Sem esperar a resposta, e sob os protestos da mulher, o comerciante fez o garoto passar por uma abertura lateral, na qual uma cortina de pano verde escuro servia de porta, encaminhando-o assim para os fundos da loja.
Ao andar sozinho pelo corredor o menino ouvia alguém que falava numa língua estranha:
- The books are on the table.
O garotinho foi se aproximando até que pòde ver dentro de um quarto, cuja porta e janela estavam abertas, um adolescente todo vestido de branco, sentado sobre a cama. O mocinho recostado no travesseiro grande lia e relia a lição de inglês.
Quando percebeu a presença daquele estranho o estudante perguntou ao pai que estava lá na loja;
- Quem é, pai?
E de lá, o homem respondeu:
- É um vizinho.

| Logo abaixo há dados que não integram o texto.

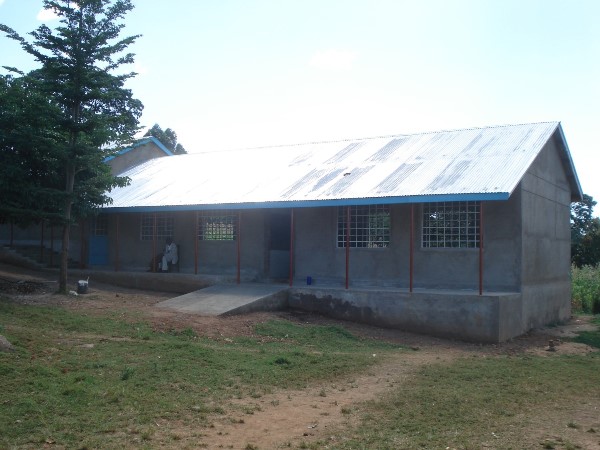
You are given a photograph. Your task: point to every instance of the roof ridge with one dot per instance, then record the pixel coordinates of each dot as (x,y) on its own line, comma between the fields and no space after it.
(333,141)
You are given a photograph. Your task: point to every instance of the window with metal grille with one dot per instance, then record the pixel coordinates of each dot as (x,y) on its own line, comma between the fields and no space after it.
(164,226)
(451,225)
(100,225)
(369,226)
(217,226)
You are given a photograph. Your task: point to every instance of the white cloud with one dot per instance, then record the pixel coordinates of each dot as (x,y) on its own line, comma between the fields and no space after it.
(46,15)
(333,59)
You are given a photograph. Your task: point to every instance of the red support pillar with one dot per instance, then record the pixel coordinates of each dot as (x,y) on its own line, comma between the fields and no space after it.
(42,242)
(82,245)
(291,247)
(196,238)
(348,246)
(412,248)
(481,249)
(51,245)
(239,239)
(117,246)
(154,244)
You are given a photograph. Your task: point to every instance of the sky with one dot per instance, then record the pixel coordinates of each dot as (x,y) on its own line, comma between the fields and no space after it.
(227,74)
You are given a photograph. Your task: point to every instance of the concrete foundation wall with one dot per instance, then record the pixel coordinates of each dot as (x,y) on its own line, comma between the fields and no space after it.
(488,318)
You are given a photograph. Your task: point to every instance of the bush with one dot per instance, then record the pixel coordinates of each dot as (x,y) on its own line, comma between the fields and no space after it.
(585,289)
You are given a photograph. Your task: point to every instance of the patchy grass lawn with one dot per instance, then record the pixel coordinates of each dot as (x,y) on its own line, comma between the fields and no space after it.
(112,381)
(90,382)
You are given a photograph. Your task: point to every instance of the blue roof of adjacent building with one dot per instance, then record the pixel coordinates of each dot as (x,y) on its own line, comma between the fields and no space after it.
(471,164)
(139,143)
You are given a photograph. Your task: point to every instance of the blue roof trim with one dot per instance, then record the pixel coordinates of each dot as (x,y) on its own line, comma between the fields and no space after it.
(139,143)
(499,196)
(576,191)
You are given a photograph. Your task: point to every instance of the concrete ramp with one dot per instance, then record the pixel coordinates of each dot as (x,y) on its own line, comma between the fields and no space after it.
(230,299)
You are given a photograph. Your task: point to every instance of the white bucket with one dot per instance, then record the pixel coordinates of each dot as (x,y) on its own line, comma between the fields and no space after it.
(82,286)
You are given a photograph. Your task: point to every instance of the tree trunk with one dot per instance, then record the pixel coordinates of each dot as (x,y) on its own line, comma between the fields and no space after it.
(64,260)
(64,254)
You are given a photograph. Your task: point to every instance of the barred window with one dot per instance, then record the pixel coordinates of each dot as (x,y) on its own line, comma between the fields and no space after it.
(369,226)
(100,225)
(451,224)
(164,226)
(217,226)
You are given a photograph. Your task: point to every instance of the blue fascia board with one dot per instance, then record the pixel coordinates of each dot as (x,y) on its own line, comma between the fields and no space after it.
(498,196)
(139,143)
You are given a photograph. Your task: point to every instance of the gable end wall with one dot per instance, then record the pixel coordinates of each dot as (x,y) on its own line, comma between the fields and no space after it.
(546,237)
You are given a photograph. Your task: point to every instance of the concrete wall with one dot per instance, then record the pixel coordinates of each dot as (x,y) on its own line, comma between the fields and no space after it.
(489,318)
(213,257)
(317,254)
(546,237)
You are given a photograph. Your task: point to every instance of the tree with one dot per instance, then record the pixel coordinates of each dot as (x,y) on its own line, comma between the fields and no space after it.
(585,233)
(167,137)
(27,167)
(77,76)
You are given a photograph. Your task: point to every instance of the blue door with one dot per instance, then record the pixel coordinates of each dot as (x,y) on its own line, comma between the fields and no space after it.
(98,251)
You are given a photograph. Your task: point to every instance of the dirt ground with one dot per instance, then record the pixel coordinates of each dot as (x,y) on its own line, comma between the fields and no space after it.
(290,418)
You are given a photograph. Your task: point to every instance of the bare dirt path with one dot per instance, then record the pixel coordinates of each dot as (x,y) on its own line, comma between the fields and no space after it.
(290,418)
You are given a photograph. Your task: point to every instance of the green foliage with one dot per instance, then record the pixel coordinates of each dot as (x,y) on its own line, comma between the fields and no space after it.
(29,188)
(591,338)
(585,289)
(86,107)
(99,382)
(167,137)
(585,233)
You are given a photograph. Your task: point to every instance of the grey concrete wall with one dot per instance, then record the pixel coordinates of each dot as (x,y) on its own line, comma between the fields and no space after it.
(214,257)
(546,285)
(489,318)
(317,255)
(50,238)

Um coleguinha seu.
- But where's the book? – continuou o aluno, olhando, da cabeça aos pés, o forasteiro medroso. Em seguida disse:
- Sente naquele banquinho. De onde você vem?
Enquanto explicava que era neto da mulher que morava na esquina, o visitante viu que aquela pessoa, com muita dificuldade, procurava se levantar da cama.
O pequeno e curioso forasteiro nunca tinha visto uma pessoa deficiente.
Com bastante esforço o estudante levantou-se, deixando ver que seu corpo, pálido e magro, não tinha parte do braço direito, que as pernas, e também os pés, eram atrofiados.
- Espere ai que eu já volto. - disse o jovem, depois de apoiar-se no par de muletas, que pegara da cabeceira da cama.
Enquanto ficou só, o menino pôde ouvir as vozes que vinham da loja.
Algum tempo depois, sacolejando, o aluno do ginasial entrou no quarto, sentou-se na cama, ajeitou o travesseiro às suas costas e prosseguiu com a lição:
- But you, what you want from me?
Vendo que a lengalenga não passaria daquilo e sentindo-se mal com o zunzunzum vindo da loja, o jovem visitante comunicou seu desejo de ir-se embora. E sem esperar por qualquer resposta retirou-se.
Quando o menino passou pelos comerciantes que ainda estavam atrás do balcão, ele ouviu a mulher dizer:
- Mas já vai? É tão cedo ainda...
No boteco do Bafão, Van de Oliveira Grogue reconectava-se com o meio ambiente.
- Note that the addiction can take you to disease, epilepsy report. Quit it already. – dizia o pastor com o copo de cerveja na mão.
O companheiro do pregador traduzia para Célio Justinho e Bafão que estavam atentíssimos:
- Veja que o vício pode levá-lo à doença, à epilepsia. Saia disso já.
Van Grogue levantou-se da mesa, caminhou cambaleante até o balcão, para pagar a conta e sair, quando o pregador, olhando para ele, disse em português:
- Arrependa-se! Saia dessa vida louca enquanto é tempo!
Para o espanto geral Van Grogue, sacando os caraminguás contados para pagar a despesa, respondeu:
- O quê!? Eu não quero nem saber.
Depois de passar o dinheiro ao Bafão, e massageando o braço direito, ele afirmou com voz poderosa, ao sair:
- Hoje vai dar águia na cabeça meu amigo. Já ouvi até o apito do trem.